4.     Accounting for Travel Time

a.     Agencies must pay their workers for their actual travel time, which requires that travel time be accounted for accurately. Agencies cannot use rough estimates or arbitrary formulas to compute hours worked. 29 C.F.R. § 785.47. Because workers have first-hand knowledge of their actual travel time, agencies can pass on to their workers the responsibility of reporting, in writing, the amount of travel time to their employers.

b.     Where a worker’s actual travel time exceeds estimated travel time, hours for payment of wages and overtime pay must be re-computed for any such weeks because the employer must pay the worker for hours worked, which is based on how many actual hours, not estimated hours, are worked by the worker. See 29 C.F.R. § 785.48 (employees should be compensated “properly for all the time they have actually worked”.) The actual, not estimated, amount of travel time must be paid, taking into account if the worker’s travel is delayed due to traffic, weather, or other uncontrollable disruptions. See 29 C.F.R. § 785.48.

c.     Notwithstanding the above, travel time that is de minimis (insignificant) need not be paid. 29 C.F.R. § 785.47. In recording working time under the FLSA, infrequent and insignificant periods of time beyond the scheduled working hours, which cannot as a practical matter be precisely recorded for payroll purposes, may be disregarded. 29 C.F.R. § 785.47. But, an employer may not arbitrarily fail to count any part, however small, of working time that can be practically ascertained. 29 C.F.R. § 785.47.
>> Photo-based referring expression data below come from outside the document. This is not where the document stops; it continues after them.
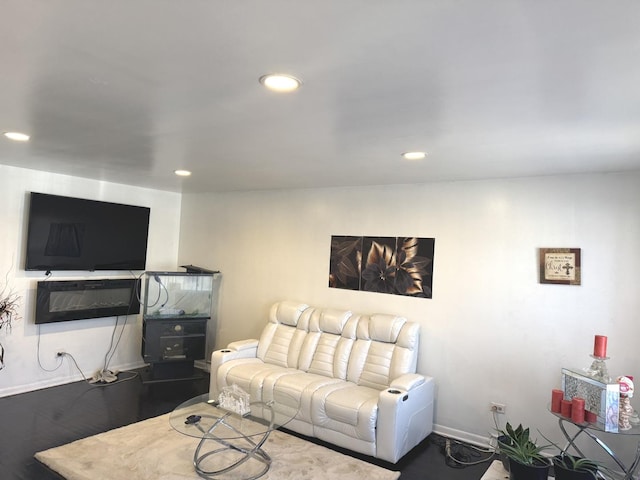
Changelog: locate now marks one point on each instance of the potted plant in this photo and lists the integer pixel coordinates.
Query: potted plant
(526, 461)
(570, 467)
(8, 313)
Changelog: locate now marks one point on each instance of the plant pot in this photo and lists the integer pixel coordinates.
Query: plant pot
(563, 473)
(519, 471)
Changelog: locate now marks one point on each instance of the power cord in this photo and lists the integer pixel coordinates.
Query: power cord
(95, 381)
(460, 455)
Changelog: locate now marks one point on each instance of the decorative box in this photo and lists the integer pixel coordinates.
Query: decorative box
(601, 399)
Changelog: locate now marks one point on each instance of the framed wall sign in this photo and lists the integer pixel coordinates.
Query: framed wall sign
(560, 266)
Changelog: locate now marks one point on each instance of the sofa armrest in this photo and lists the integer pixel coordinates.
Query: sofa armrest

Action Steps to Protect Your Agency

1.     To protect against liability for unpaid wages and overtime pay, home care agencies should establish clear policies on travel time, and maintain accurate records of employee travel time..

2.     Travel time policies should define what is compensable travel time, establish best practice timekeeping systems to accurately record travel time, require workers to submit records of their travel time on a regular basis, such as no later than the end of the relevant pay period, and also implement disciplinary guidelines for the failure to timely submit travel time.

3.     Home care agencies should utilize electronic timekeeping systems, such as smartphone applications, by which their workers can record their travel time.

4.     Home care agencies should also consider ways to limit travel time costs such as assigning home care workers to work in limited geographic areas to reduce their travel time between assignments.

[1] This example was adapted from the U.S. Department of Labor Domestic Service Final Rule Frequently Asked Questions, available at: www.dol.gov/whd/homecare/faq.htm#travel.